As we all know, a coder with A rating has a 1/(1+10^((B-A)/400)) probability of accepting a B difficulty problem.
At present, the following situations may occur: Two equally difficulty problems have a difference of 14.3% in acceptance rate; Two problems with a difficulty difference of 100 have the same acceptance rate. Accurating difficulty to units can reduce errors to 0.1%.
Codeforces Beta Round #23 has only 765 participants, Codeforces Global Round 9 has 21150 participants, so we can definitely make difficulties more accurate by using participants that have increased by more than 25 times.
By the way, would not it be better to have the same accuracy of rating between the problems and coders?
One reason is for visual purposes. Who wants to see every digit? Rounding to the hundreds is usually enough to get the difficulty level. People say, "oh, thats a 1500 problem". They don't say, "Ah, the classic difficulty of 1548!"
Think about why they display the rating as 1500, rather than 15.
However, I know some do prefer to know the exact rating, so maybe cf could allow some sort of extension to track it.
In fact, people can capture information according to their own needs. It's like when people say a coder's rating, “That is a 2300 coder” not “That is a 2288 coder”.
I don't think anyone really says "2288 rating" over just something like 2200 or 2300.
Besides, problem ratings are still different from cf ratings because they don't have to be terribly precise. Actually, many problems are probably not rated correctly — in each contest, there is luck, queue, pretests, etc, that affect problem rating quite drastically. So it is hard to place a too-specific rating on a problem.
But again, I do realize that some would like to see the exact rating, whether it is accurate or not, so I think it would be a good idea if cf released exact ratings and maybe allowed users to have the option to "show exact rating" or "show approximate rating".

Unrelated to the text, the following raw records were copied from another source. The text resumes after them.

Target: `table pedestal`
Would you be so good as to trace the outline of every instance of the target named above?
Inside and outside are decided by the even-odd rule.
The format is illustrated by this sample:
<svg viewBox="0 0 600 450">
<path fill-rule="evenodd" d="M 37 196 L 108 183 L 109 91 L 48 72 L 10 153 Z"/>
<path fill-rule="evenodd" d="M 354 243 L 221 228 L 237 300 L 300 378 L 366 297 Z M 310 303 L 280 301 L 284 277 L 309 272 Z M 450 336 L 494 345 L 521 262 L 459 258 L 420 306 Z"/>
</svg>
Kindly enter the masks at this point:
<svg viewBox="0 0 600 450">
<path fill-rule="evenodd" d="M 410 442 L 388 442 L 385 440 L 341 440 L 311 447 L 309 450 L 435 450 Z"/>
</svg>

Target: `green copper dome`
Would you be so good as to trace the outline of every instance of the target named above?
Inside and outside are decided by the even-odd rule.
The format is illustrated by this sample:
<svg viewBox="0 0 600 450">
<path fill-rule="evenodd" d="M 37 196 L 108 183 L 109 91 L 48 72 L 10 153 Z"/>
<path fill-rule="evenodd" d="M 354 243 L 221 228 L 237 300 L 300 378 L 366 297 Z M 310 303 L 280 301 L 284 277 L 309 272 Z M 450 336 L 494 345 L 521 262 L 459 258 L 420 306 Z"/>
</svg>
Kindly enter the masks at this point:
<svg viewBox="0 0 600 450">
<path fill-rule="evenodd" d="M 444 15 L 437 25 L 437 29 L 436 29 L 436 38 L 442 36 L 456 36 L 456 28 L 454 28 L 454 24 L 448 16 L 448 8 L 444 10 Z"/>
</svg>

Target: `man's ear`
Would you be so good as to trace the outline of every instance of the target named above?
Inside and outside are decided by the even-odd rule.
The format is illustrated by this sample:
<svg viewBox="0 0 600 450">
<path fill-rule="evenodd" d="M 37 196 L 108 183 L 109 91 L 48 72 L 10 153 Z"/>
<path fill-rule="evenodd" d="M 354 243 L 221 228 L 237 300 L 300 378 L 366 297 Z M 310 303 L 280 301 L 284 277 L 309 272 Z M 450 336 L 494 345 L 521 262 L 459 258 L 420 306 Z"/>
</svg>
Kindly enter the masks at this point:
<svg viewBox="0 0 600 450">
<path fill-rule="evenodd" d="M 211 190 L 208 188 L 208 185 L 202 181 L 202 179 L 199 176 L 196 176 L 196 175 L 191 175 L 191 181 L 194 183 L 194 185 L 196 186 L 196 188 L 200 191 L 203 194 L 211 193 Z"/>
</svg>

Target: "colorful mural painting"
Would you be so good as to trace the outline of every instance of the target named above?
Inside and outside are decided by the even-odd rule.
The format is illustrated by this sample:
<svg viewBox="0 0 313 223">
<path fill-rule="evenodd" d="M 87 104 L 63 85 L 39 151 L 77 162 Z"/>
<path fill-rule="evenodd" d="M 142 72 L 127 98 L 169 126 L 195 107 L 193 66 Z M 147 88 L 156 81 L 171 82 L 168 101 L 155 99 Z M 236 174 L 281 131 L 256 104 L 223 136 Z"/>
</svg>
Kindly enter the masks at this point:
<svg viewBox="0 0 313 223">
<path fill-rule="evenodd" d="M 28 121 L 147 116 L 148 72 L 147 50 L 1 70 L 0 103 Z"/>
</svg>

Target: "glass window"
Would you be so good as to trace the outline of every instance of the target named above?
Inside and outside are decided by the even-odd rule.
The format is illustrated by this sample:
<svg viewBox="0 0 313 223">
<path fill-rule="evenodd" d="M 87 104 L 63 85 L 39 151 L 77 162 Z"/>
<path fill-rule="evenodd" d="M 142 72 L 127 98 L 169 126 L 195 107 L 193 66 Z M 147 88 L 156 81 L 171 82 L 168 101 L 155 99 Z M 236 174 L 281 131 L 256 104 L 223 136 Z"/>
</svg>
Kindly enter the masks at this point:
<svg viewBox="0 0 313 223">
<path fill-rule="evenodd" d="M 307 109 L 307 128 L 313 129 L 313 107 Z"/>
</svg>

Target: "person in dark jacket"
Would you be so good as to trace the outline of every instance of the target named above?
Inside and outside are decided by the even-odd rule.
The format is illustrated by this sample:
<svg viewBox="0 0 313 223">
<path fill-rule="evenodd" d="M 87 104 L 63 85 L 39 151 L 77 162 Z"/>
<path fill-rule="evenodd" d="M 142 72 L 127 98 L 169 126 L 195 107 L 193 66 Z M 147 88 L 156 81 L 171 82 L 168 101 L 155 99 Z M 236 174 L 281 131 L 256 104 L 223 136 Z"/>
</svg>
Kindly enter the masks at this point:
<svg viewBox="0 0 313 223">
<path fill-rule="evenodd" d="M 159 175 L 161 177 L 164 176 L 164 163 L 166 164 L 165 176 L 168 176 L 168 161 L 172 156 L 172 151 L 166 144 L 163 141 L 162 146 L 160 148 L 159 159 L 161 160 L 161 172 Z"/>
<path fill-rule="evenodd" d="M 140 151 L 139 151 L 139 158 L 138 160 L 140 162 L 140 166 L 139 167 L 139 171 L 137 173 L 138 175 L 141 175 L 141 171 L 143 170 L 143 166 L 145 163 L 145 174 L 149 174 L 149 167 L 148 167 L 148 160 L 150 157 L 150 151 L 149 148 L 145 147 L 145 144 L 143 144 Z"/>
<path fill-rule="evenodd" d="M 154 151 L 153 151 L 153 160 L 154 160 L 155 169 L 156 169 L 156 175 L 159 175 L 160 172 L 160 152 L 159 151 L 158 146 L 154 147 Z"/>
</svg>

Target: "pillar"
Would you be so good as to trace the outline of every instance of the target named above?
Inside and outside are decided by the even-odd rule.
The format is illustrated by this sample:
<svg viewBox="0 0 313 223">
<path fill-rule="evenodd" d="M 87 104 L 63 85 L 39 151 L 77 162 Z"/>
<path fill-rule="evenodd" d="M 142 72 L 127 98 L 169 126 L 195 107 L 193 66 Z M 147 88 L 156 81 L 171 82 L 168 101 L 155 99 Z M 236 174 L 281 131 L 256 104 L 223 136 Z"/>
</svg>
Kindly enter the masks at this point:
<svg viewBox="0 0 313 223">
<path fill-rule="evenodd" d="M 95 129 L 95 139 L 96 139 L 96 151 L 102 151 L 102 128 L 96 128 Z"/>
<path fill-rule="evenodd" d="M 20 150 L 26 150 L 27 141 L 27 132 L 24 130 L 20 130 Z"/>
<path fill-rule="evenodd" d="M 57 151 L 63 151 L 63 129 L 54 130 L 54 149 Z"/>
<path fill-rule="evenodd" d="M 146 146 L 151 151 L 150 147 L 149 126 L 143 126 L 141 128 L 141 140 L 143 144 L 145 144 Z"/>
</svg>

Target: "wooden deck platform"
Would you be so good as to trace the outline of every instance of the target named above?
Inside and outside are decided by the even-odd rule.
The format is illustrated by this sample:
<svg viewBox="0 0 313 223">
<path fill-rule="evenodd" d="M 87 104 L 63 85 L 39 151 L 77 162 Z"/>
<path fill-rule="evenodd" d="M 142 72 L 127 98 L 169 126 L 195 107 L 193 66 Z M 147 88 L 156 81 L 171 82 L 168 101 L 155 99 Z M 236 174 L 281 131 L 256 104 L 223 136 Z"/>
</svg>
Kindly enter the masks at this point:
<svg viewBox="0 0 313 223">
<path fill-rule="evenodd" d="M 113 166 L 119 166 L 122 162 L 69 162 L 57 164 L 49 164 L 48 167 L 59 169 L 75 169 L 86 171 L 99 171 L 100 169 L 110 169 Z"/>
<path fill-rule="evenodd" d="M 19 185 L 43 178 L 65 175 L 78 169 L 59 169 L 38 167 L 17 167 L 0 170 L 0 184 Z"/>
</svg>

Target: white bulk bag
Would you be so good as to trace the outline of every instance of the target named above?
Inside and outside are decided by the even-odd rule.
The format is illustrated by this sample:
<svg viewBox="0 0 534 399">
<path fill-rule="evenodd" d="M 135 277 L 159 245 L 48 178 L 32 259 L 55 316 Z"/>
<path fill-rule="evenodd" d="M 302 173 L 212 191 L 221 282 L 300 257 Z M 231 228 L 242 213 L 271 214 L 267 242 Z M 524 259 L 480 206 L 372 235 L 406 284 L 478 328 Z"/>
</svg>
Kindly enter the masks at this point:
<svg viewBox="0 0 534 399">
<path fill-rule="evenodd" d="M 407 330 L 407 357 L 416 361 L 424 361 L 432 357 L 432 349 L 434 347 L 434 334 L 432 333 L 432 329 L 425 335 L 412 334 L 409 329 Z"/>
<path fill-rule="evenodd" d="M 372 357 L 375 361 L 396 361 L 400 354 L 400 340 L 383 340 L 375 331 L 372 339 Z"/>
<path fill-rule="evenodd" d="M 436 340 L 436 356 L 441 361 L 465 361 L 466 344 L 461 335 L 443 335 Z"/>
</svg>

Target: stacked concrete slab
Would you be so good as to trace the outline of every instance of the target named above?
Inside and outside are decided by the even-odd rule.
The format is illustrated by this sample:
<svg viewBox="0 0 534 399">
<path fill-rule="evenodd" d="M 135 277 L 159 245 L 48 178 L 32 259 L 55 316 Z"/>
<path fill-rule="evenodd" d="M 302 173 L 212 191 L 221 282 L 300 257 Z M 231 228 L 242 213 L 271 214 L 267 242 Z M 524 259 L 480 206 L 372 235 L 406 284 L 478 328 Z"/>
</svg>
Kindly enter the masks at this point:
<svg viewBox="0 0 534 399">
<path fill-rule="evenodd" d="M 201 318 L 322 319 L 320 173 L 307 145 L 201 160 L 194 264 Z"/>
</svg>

In my opinion, the rating of coders is more inaccurate. Each problem has been solved by tens of thousands of coders, while each coder has only solved hundreds of problems.
I think the difficulty ratings of problems are strongly skewed by their placement and the other problems in the set. Two examples:
If GR9 problem G was problem C or D instead, I think it would have twice as many solves.
Often in implementation-heavy educational rounds, the problems at the end of the set aren't nearly as hard as their rating would make you think they are. Lots of people just don't solve them because they run out of time implementing them. If that were the Div1B or Div1C on its own set, many would likely have a much lower difficulty rating.
This will at least make the first four problems more accurate, benefiting most of the coder. You know, only 10% of GR9 participants solved Problem D. Moreover, I feel that we can measure the deviation of the order of problems through comparative experiments.
Sorry, you are right that ratings of coders is not accurate also.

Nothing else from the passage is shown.